Computing Measurements - Round 2: Once all biological objects have been segmented and categorized, a fresh round of quantitative analysis becomes possible. For this, we rely on extensive use of graph theory. We start by representing our collection of objects and associations as an attributed graph data structure. These graphs can be visualized and edited as needed. We next cast biological questions as queries on the attributed graph. Summaries of the data are generated by FARSIGHT in response to these queries. This is our [Tissue Nets] module.

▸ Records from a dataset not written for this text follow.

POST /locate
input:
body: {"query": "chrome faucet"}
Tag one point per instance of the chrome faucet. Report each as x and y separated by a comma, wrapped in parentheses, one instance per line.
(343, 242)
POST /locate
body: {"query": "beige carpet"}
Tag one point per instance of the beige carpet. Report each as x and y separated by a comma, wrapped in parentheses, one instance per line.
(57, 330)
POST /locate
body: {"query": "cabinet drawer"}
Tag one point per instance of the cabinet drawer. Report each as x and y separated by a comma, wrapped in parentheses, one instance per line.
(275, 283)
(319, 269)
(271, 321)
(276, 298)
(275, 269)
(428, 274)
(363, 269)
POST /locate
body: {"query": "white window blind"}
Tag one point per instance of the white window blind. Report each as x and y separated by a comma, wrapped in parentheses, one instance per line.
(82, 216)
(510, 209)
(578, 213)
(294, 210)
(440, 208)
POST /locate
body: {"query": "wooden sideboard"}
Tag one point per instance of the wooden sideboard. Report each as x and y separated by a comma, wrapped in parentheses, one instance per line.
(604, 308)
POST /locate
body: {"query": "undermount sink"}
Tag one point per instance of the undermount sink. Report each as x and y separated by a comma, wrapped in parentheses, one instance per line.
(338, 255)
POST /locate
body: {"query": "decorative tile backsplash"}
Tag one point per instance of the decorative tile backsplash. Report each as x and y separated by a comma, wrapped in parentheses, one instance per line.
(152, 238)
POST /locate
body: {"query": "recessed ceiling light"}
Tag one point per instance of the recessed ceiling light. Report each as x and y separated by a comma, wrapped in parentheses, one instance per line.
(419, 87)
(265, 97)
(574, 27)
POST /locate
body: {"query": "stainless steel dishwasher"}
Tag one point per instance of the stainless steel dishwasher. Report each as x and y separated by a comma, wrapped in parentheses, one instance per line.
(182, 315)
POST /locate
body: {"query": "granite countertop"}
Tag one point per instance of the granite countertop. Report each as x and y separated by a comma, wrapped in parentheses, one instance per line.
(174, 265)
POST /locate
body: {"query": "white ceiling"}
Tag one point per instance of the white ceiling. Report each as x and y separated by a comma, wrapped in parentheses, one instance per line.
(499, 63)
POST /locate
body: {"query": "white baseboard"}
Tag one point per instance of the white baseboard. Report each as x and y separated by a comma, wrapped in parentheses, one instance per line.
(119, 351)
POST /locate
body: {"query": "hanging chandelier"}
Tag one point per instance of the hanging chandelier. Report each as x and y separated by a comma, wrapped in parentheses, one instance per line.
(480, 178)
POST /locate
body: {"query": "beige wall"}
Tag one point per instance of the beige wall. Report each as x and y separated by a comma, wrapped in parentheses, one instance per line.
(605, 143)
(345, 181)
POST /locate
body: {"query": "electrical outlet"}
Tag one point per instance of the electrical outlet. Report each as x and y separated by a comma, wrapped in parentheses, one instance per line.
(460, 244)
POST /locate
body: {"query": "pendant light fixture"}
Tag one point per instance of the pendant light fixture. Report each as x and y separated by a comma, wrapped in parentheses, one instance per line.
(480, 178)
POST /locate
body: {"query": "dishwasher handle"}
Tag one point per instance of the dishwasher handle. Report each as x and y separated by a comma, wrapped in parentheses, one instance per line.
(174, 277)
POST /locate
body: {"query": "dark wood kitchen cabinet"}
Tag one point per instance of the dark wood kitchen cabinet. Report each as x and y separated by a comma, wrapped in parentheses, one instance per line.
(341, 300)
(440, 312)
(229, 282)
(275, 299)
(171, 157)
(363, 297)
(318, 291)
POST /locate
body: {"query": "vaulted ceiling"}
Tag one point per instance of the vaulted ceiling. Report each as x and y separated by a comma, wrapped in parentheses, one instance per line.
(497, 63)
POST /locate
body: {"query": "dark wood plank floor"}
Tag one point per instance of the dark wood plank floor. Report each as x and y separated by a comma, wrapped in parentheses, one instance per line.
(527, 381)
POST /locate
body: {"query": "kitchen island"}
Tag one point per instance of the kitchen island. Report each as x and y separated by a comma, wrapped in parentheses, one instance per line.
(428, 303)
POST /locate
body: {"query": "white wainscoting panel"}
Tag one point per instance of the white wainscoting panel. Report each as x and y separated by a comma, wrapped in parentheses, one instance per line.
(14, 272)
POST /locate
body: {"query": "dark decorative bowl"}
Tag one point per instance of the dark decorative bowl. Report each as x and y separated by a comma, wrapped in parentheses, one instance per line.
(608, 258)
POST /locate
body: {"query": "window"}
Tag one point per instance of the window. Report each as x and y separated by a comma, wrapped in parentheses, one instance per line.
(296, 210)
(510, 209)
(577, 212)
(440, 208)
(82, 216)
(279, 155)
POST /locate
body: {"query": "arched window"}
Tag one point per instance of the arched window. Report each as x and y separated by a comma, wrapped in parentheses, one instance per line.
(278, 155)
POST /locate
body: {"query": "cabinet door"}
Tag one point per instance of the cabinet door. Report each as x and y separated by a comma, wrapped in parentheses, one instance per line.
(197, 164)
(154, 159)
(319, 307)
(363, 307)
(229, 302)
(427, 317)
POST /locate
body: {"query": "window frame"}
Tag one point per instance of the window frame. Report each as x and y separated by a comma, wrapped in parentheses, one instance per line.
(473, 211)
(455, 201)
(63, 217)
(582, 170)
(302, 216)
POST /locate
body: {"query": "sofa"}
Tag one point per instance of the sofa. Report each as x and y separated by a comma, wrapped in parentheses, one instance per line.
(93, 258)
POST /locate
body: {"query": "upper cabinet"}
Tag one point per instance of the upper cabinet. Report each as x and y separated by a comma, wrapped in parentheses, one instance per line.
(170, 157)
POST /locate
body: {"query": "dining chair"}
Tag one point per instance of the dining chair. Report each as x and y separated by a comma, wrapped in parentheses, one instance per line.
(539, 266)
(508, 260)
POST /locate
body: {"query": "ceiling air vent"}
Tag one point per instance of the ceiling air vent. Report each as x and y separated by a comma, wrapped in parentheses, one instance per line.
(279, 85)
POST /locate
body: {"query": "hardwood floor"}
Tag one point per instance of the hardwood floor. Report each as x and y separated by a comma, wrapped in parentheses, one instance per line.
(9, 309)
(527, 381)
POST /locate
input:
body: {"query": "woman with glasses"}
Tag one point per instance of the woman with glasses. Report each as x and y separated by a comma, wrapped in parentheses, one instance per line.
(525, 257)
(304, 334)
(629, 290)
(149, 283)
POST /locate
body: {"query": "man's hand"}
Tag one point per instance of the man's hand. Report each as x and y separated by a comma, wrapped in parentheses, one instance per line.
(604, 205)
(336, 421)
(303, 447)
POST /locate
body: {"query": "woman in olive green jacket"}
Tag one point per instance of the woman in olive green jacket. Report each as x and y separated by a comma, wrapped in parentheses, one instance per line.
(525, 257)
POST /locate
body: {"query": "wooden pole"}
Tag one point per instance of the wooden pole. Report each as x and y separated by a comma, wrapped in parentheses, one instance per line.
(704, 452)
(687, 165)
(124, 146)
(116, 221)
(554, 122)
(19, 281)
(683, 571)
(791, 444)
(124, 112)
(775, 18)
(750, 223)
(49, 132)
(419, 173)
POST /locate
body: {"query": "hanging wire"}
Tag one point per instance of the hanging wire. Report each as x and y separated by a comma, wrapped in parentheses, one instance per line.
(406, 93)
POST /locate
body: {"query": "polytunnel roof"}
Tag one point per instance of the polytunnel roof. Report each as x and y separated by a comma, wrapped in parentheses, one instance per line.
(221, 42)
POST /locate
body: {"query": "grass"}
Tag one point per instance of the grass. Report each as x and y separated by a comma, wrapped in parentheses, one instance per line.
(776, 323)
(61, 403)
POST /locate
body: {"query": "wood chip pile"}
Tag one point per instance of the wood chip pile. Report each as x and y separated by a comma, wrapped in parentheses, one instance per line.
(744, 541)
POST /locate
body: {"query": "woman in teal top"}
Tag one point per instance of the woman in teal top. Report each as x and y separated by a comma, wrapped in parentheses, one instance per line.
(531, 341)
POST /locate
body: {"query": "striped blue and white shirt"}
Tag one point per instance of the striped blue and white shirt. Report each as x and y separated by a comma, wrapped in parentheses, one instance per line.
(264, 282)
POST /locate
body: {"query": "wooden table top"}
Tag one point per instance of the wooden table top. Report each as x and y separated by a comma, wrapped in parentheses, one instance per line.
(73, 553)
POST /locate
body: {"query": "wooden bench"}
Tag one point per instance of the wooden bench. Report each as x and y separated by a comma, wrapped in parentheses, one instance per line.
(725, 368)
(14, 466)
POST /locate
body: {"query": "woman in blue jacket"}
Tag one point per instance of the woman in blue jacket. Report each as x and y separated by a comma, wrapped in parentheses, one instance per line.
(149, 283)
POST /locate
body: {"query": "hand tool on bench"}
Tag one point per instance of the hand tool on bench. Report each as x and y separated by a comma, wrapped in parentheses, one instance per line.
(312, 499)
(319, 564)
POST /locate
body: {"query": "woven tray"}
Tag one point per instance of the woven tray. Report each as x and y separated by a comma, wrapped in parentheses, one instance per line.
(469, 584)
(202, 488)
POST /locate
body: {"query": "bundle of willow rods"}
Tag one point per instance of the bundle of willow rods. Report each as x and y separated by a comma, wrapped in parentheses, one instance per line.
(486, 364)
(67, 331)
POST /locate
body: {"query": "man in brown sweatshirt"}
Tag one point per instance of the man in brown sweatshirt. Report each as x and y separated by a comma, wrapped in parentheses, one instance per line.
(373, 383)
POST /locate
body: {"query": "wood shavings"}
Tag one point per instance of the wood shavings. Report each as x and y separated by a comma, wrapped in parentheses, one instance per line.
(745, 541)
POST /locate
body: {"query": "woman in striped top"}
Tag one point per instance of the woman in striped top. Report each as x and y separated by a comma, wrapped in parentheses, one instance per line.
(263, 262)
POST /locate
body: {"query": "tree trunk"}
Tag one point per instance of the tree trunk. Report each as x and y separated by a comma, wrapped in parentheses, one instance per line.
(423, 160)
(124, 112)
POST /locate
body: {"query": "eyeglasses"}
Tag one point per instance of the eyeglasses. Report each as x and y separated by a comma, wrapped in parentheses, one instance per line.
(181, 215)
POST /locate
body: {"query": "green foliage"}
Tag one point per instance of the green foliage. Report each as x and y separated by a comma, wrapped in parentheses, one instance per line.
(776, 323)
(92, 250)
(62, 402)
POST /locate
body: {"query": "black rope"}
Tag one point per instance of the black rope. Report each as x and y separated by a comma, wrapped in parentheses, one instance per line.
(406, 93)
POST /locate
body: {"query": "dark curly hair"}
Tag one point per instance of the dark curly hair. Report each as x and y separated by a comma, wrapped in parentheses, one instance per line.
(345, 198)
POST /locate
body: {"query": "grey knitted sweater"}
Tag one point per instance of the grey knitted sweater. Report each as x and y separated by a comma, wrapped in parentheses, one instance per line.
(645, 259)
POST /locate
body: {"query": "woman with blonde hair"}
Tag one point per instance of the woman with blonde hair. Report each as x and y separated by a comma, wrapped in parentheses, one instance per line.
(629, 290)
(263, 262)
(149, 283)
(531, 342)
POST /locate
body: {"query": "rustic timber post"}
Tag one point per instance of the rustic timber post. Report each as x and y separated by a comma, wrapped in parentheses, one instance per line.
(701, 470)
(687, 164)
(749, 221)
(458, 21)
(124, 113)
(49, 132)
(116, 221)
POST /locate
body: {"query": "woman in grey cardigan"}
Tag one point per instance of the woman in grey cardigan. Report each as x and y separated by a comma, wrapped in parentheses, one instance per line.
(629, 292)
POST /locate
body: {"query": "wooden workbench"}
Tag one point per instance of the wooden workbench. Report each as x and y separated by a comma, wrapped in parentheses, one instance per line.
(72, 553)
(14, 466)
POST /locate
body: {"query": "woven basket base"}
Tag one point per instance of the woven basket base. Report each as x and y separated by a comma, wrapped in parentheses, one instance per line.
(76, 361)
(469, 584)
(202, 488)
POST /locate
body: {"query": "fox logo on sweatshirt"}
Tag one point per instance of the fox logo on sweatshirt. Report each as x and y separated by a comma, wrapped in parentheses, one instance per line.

We expect to implement increasingly more sophisticated queries in the future.
FARSIGHT Image Analysis Pipeline: The FARSIGHT associative image analysis pipeline is formed by stringing together the above steps (as needed) in the form of a script written in the open source [Python language]. This language is easy to learn and extremely robust. It has been used for some of the largest computational projects and we like it too.